Jerry Coyne replies to your recent debate:

“What is especially striking is Craig’s failure to tell us what he really believes about how the earth’s species got here. It’s clear that he thinks God had a direct hand in it, but beyond that we remain unenlightened. IDers believe in limited amounts of evolution. Does Craig think that mammals evolved from reptiles? If not, what are those curious mammal-like reptiles that appear exactly at the right time in the fossil record? Did humans evolve from ape-like primates, or did the Designer conjure us into existence all at once? How did all those annoying fossils get there, in remarkable evolutionary order?

“And, when faced with the real evidence that shows how strongly evolution trumps ID, he clams up completely. What about the massive fossil evidence for human evolution — what exactly were those creatures 2 million years ago that had human-like skeletons but ape-like brains? Did a race of Limbaughs walk the earth? And why did God — sorry, the Intelligent Designer — give whales a vestigial pelvis, and the flightless kiwi bird tiny, nonfunctional wings? Why do we carry around in our DNA useless genes that are functional in similar species? Did the Designer decide to make the world look as though life had evolved? What a joker! And the Designer doesn’t seem all that intelligent, either. He must have been asleep at the wheel when he designed our appendix, back, and prostate gland.

“What’s annoying about Craig is that he demands evidence for evolution (none of which he’ll ever accept), but requires not a shred of evidence for his alternative hypothesis.

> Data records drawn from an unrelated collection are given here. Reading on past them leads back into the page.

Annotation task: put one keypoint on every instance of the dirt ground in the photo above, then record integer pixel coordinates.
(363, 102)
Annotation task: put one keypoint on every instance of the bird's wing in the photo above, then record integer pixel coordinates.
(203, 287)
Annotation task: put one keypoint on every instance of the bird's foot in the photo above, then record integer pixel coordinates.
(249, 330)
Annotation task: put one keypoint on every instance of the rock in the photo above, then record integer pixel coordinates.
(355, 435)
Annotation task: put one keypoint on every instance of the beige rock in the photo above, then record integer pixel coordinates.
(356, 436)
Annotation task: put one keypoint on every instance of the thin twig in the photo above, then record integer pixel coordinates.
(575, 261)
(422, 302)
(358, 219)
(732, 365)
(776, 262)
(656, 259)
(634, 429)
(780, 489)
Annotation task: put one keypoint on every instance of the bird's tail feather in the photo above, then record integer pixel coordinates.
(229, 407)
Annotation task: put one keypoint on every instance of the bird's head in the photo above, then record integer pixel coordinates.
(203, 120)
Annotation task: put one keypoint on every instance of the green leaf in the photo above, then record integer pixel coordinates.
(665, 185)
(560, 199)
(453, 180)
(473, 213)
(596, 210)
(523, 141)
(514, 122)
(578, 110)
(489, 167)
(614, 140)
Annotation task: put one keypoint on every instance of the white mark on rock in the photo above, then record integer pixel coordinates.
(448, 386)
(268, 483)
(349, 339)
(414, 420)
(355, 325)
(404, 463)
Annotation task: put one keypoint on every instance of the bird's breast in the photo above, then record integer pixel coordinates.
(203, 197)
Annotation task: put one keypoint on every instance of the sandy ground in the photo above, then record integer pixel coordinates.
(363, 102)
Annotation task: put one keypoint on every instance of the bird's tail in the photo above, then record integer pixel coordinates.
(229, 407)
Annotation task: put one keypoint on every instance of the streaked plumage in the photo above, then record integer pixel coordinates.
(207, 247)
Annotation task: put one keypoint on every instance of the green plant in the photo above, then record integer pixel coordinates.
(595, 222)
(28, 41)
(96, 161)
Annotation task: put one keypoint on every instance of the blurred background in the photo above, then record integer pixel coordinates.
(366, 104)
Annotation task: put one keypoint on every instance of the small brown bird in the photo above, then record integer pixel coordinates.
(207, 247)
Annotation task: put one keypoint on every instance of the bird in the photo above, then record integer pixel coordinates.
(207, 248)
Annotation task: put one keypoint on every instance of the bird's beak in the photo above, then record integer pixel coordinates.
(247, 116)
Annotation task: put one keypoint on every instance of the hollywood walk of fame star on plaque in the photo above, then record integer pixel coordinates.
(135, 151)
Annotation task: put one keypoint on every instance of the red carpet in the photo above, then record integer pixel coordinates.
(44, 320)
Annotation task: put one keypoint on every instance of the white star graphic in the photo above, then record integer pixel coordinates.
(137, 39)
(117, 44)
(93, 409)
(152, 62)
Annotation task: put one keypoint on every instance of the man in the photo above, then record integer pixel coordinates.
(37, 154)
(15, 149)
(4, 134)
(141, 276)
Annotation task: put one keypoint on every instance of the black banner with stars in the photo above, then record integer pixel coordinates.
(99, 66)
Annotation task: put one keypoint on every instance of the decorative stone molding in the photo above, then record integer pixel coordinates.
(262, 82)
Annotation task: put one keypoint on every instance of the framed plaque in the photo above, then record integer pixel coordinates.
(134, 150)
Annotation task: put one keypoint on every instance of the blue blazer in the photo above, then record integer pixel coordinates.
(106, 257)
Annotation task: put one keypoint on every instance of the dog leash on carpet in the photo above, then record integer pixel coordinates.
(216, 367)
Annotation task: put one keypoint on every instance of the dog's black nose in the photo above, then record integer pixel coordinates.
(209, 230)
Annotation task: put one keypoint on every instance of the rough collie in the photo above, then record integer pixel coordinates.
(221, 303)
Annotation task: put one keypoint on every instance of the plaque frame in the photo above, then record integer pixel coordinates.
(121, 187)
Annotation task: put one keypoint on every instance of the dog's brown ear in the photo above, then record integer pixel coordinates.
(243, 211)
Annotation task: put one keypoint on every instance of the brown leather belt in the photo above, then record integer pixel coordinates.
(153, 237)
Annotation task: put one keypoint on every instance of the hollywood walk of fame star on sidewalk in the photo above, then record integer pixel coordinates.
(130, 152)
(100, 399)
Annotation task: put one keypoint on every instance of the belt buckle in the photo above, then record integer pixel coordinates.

“Scientists gain fame and high reputation not for propping up their personal prejudices, but for finding out facts about nature. And if evolution really were wrong, the renegade scientist who disproved it — and showed that generations of his predecessors were misled — would reach the top of the scientific ladder in one leap, gaining fame and riches. All it would take to trash Darwinism is a simple demonstration that humans and dinosaurs lived at the same time, or that our closest genetic relative is the rabbit. There is no cabal, no back-room conspiracy. Instead, the empirical evidence for evolution just keeps piling up, year after year.”

Care to respond?


Dr. Craig responds:

I wasn’t aware that Coyne, a prominent biologist at the University of Chicago, had taken any cognizance of my debate with Francisco Ayala on “Is Intelligent Design Viable?” His response is precious because it illustrates so clearly exactly what I said in the debate: Darwinists tend to confuse the evidence for the thesis of common ancestry with evidence for the efficacy of the mechanisms of random mutation and natural selection. Did you notice, Tom, how all of Coyne’s remarks pertain to the former, not the latter? And yet it was precisely evidence for the latter that I was asking for in the debate. It just amazes me how such brilliant men can be so inattentive to the structure of an argument. As for his other questions, I addressed them specifically in the debate and the public Q & A that followed.